In expert-systems terminology, a
knowledge base is the collection of rules and
other infrastructure that contains the
expert knowledge being consulted. Our
knowledge base is shown below, and contains the rules
seen above plus
their fuzzy sets. Most of
the set membership functions
are triangular, with one or two ascending
and descending. If you remember that
the numbers in the tri
,
up
and down
structures are positions on the relevant measurement
scale — weather severity, delivery delay, customer
stock loss, or priority — then their meaning should be clear.
Consult the page on fuzzy logic for more info.
As noted in the last section, there are two lots of rules. The priority rules run first. If they decide on an immediate override, then the second lot will either not run, or will run but be ignored. Instead, the logistics manager will queue a request for immediate delivery. Otherwise, the delivery schedule calculated by the second lot of rules will be used.
if weather be summer_good then days_to_delivery := four_weekly. if weather be summer_poor then days_to_delivery := three_weekly. if weather be winter_ok then days_to_delivery := two_weekly. if weather be winter_chill then days_to_delivery := weekly. if customer_spoilage be spoilage_small then priority := follow_standard_procedure. if customer_spoilage be spoilage_big then priority := override. low( weather, 1 ). high( weather, 10 ). scale( weather, '1-10' ). fuzzy_set( weather, winter_chill, tri( 1, 2.5, 5 ) ). fuzzy_set( weather, winter_ok , tri( 3, 4.5, 6 ) ). fuzzy_set( weather, summer_poor , tri( 5, 6.5, 8 ) ). fuzzy_set( weather, summer_good , tri( 7, 8.5, 10 ) ). % Step sets by 2. low( days_to_delivery, 0 ). high( days_to_delivery, 35 ). scale( days_to_delivery, 'Days' ). fuzzy_set( days_to_delivery, immediate , tri( 0, 1, 3 ) ). fuzzy_set( days_to_delivery, weekly , tri( 2.5, 7, 11.5 ) ). fuzzy_set( days_to_delivery, two_weekly , tri( 9.5, 14, 18.5 ) ). fuzzy_set( days_to_delivery, three_weekly, tri( 16.5, 21, 25.5 ) ). fuzzy_set( days_to_delivery, four_weekly , tri( 23.5, 28, 32.5 ) ). % Step sets by 7, sides 4.5. low( customer_spoilage, 0 ). high( customer_spoilage, 400 ). scale( customer_spoilage, 'Pounds' ). fuzzy_set( customer_spoilage, spoilage_small , tri( 0, 2.5, 6 ) ). fuzzy_set( customer_spoilage, spoilage_medium, tri( 4, 15, 20 ) ). fuzzy_set( customer_spoilage, spoilage_big , up( 15, 30, 400 ) ). low( priority, 1 ). high( priority, 10 ). scale( priority, '1-10' ). fuzzy_set( priority, follow_standard_procedure, down( 1, 6 ) ). fuzzy_set( priority, override , up( 4, 10 ) ).
This is obviously simplified compared with real life.

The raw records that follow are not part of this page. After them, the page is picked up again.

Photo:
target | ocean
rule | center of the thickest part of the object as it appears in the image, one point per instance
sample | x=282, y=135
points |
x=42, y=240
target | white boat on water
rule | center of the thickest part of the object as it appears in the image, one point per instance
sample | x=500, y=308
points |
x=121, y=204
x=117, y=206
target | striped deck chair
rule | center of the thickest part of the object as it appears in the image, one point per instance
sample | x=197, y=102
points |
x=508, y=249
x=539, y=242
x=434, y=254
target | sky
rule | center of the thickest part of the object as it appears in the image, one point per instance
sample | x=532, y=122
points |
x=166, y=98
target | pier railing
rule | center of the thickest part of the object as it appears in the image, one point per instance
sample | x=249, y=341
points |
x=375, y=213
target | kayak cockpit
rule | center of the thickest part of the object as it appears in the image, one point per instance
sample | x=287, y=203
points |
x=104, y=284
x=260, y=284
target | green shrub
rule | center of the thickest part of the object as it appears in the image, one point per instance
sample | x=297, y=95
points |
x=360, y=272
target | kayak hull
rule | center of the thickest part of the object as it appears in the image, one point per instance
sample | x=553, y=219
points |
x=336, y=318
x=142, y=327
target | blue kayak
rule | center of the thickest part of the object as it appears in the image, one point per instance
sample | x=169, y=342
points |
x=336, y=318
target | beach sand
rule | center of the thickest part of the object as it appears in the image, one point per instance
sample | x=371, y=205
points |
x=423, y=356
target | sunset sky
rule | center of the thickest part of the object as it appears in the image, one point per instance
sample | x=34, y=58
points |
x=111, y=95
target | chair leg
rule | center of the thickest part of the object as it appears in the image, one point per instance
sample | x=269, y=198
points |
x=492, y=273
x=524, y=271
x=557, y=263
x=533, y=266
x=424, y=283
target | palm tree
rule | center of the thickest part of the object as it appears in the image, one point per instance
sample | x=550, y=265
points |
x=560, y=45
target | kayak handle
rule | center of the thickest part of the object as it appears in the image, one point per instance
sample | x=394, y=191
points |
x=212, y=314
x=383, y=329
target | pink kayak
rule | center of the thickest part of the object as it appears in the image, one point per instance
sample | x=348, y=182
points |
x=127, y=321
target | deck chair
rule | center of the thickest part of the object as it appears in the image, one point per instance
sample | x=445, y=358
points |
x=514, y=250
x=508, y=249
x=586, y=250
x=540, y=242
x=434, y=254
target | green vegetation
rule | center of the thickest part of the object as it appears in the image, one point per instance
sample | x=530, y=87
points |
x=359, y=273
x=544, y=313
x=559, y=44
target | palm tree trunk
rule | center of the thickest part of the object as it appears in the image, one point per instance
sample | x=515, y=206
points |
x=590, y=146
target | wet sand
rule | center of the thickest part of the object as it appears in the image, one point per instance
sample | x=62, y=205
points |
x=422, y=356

I chose a set of rules that was easy for you to explain, maintained stable stock levels over long periods, and was small enough that you could see the entire ruleset in a trace — i.e. in the logistics panel. Nevertheless, they demonstrate the principle, and could be scaled up to a full product.
Running the simulation a number of times will show that the rules maintain stability for quite a long time, without the customer's stocks either crashing to zero or overrunning the available storage space. You can see this in the screenshot shown earlier. It demonstrates, in a simple way, what your final product is to achieve for your customers.